I found this article to be a very good read and it basically says what I have been saying for years. Legacies think they can screw passengers to make the profit, and its doing more harm than good. What does everyone else think?
Lt-AWACS From , joined Dec 1969, posts, RR: Reply 1, posted (8 years 3 months 2 weeks 1 day 8 hours ago) and read 2054 times:
Well, the article is a bit outdated (though it does note a Feb 05 "update"), but it has some good and what I consider bad points:
-Mainly not relating domestic versus int'l travel.
I don't have a problem with LCCs, per se, but when I need to get from Houston to London, and Houston to Belize City, and Houston to Edmonton (all three I fly often) LCCs don't cut it, but amazinly CO does.

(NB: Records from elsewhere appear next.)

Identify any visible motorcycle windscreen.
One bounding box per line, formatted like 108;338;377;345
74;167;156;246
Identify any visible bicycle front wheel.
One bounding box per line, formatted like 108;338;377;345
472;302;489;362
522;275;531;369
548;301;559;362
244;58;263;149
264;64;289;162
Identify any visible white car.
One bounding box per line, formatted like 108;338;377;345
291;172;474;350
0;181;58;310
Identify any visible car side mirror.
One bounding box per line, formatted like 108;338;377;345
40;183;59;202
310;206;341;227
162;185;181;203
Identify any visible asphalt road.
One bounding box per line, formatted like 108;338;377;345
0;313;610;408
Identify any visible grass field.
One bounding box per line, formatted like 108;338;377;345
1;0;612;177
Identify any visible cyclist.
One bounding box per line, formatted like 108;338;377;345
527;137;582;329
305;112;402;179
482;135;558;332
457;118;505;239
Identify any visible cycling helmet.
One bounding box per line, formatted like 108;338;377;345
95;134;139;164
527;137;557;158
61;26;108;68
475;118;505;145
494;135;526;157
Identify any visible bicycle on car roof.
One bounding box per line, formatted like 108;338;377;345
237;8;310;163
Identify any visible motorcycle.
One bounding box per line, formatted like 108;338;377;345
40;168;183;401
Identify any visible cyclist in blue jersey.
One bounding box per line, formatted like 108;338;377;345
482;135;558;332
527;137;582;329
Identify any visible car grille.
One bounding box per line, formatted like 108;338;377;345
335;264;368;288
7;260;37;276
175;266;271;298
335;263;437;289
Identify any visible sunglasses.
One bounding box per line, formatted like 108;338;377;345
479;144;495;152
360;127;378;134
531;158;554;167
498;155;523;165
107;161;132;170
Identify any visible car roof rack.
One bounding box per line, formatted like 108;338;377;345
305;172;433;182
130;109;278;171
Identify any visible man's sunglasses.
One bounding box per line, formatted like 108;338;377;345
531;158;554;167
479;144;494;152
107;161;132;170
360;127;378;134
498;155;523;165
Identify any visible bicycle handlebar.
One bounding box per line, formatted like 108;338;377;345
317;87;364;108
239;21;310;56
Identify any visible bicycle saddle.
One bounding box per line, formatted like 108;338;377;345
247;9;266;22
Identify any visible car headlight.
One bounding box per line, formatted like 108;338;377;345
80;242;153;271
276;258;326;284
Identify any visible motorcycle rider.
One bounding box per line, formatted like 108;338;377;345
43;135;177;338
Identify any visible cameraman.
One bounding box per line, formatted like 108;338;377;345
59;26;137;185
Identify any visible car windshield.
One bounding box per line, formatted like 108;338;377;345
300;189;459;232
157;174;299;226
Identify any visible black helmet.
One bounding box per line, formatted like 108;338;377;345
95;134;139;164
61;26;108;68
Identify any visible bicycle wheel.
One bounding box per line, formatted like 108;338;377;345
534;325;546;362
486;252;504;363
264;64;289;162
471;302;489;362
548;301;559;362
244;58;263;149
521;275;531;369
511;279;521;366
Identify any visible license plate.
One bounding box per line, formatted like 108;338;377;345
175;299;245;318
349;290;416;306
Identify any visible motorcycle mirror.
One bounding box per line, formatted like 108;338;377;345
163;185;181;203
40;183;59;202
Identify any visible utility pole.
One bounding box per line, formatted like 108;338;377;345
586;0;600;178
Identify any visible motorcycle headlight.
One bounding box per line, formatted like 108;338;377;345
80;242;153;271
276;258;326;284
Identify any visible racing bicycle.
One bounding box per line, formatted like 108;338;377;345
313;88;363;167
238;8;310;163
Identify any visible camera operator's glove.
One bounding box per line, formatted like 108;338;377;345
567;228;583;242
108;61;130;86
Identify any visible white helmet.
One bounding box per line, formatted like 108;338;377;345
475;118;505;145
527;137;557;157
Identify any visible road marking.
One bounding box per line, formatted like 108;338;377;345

And I've never had problems; I also always get a full can of soda.
Ciao, and Hook 'em Horns,
Capt-AWACS, Shawarmas for all my friends
GRRTVC From United States of America, joined Sep 2003, 273 posts, RR: 1 Reply 2, posted (8 years 3 months 2 weeks 1 day 7 hours ago) and read 2010 times:
I have to agree that this article raises some good points. The legacy carriers do have rather complex fare structures that probably have caused some of the problem.
The one thing I did not see this article address is labor and fuel costs. The legacy carriers generally have to deal with high labor costs. Its just natural that the longer you are in business the greater the costs are going to become. Fuel is something no one has control of but everyone has to deal with.
The LCC's (which I'm still waiting for someone to give me a clear definition of what an LCC is) have lower labor costs. FL and B6 are new the industry in comparison to the rest.